Please remember that the last date for any claims under the SEISS for the second tranche of grants is 19 October 2020. Time is running out.
Monday, September 28, 2020
We were expecting a Budget in the coming weeks but that has been abandoned for the moment and instead the Chancellor stood up in Parliament last week to announce his "Winter Economy Plan". Many commentators expected him to announce some kind of replacement for the Job Retention Scheme (furlough) but he went quite a bit further.
The Job Support Scheme will provide grants to employers for those employees they can keep on reduced hours as long as these represent at least 33% of their normal hours. From 1 November, eligible employees will be paid as normal for actual hours then paid 2/3 of normal pay for the rest of their normal hours with half of that paid by the employer and half by the government. For an employee working the minimum 33% of normal hours, they will receive around 77% of normal pay with the employer paying 55% and the government 22%. The grant is capped at £697.92 per month for each employee on the scheme and will last 6 months.
There will also be an extension to the scheme supporting the self-employed. Self-employed individuals who are facing reduced demand over the winter months will be able to apply for a grant of 20% of their average monthly trading profits for three months from November to January. The scheme will continue for a further 3 months but the amount of grant has not been confirmed.
The Chancellor also announced schemes to allow instalment payments for VAT held over from earlier this year and for personal tax payments due in July 2020 and January 2021. He also extended the period of reduced VAT for the hospitality and tourism sectors until the end of March 2021 and improved the terms and guarantees for the business loan schemes.
Full details of all these changes will be provided in the coming weeks and we will include further information on these pages when they become available.
Friday, September 18, 2020
There has been a minor change to the rules for recovering SSP where someone is having to self-isolate. It is now possible to reclaim SSP where an employee has been notified by the NHS to self-isolate before surgery.

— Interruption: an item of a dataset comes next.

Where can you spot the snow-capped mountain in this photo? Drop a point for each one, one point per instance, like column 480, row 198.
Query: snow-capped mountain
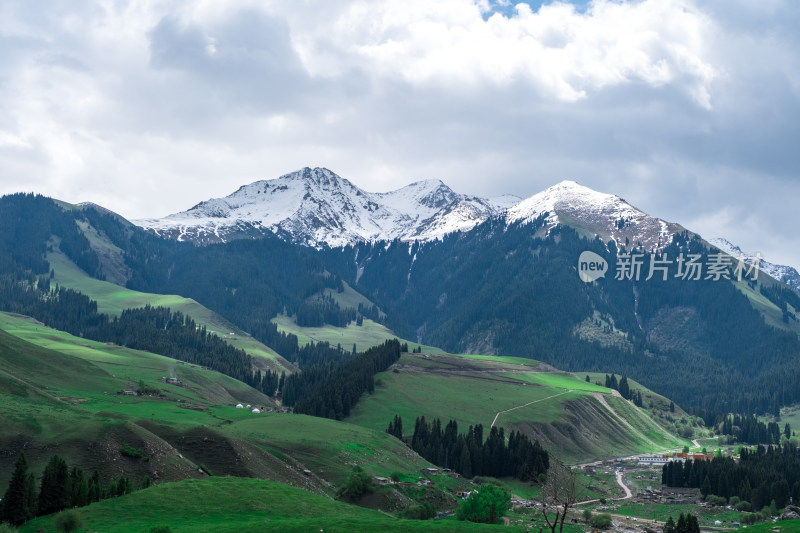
column 316, row 206
column 784, row 273
column 606, row 215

The current position is therefore that an employer can reclaim SSP for up to 2 weeks starting from the first qualifying day of sickness if an employee is unable to work because they:-
- have coronavirus symptoms
- are self-isolating because someone they live with has symptoms
- are self-isolating because they've been notified by the NHS or public health bodies that they've come into contact with someone with coronavirus
- are shielding and have a letter from the NHS or a GP telling them to stay at home for at least 12 weeks
- have been notified by the NHS to self-isolate before surgery for up to 14 days.
Monday, August 17, 2020
An initial grant was made available to support self-employed individuals or partnerships, worth 80% of their profits up to a maximum of £2,500 per month. Like the JRS, the scheme was open initially for a period of 3 months. A further grant will now be open for claims in mid-August although it will be worth 70% of profits rather than 80% up to a maximum of £6,570 for the 3 months. Profits will be calculated by reference to your profits in the last 3 years of trading as declared on your tax returns. If you have been trading for less than 3 years then the shorter period will be used as long as you have at least submitted a tax return for 2018/19 showing your self-employed income.
Click on the link below or paste the address into your browser, it will take you straight to the relevant page on the gov.uk website.
Wednesday, August 12, 2020
Sales of residential property must now be reported to HMRC, and any tax paid, within 30 days of completion of the contract. No return is required where CGT is not chargeable, for example where the property is exempt as a main residence or where the gain is less than the annual exemption. The return is made online through a special portal and penalties for late reporting started in August. Please get in touch if you have made, or are about to make, any disposals which could fall foul of these new regulations.
The new version of the JRS came into effect on 1 July. The revised scheme allows employers to furlough staff on a part-time basis as long as they had been furloughed for a full 3 week period under the original scheme by 30 June. Thereafter any pattern of work can be agreed with the employee. The employer pays for the working time as usual and the remainder of their normal hours are covered under the furlough scheme. As before, the employee must be paid at least 80% of normal pay for furlough periods.
From August the employer will have to pay national insurance and pension costs related to periods of furlough and from September only 70% of salary will be refunded dropping to 60% in October. The scheme will end on 31 October. Do remember that employees retain all their usual employment rights during furlough including accruing holiday entitlement. They can be required to take holidays while on furlough although they would need to be paid at their usual holiday rate not just 80%.
Tuesday, August 11, 2020
We have decided to venture into the world of blogging to try to deliver a faster and more comprehensive source of useful information for our clients. Our website will still be there to provide a stable platform for technical information which doesn't change too quickly, contact details, and legal notices. However, if we have learned nothing else from the pandemic, circumstances can change very quickly and we all need to be ready to adapt at very short notice.
So, a blog where we can add technical information, useful tips, and anything else that comes to mind just as easily as writing a letter (or so they tell me). We'll have to wait and see.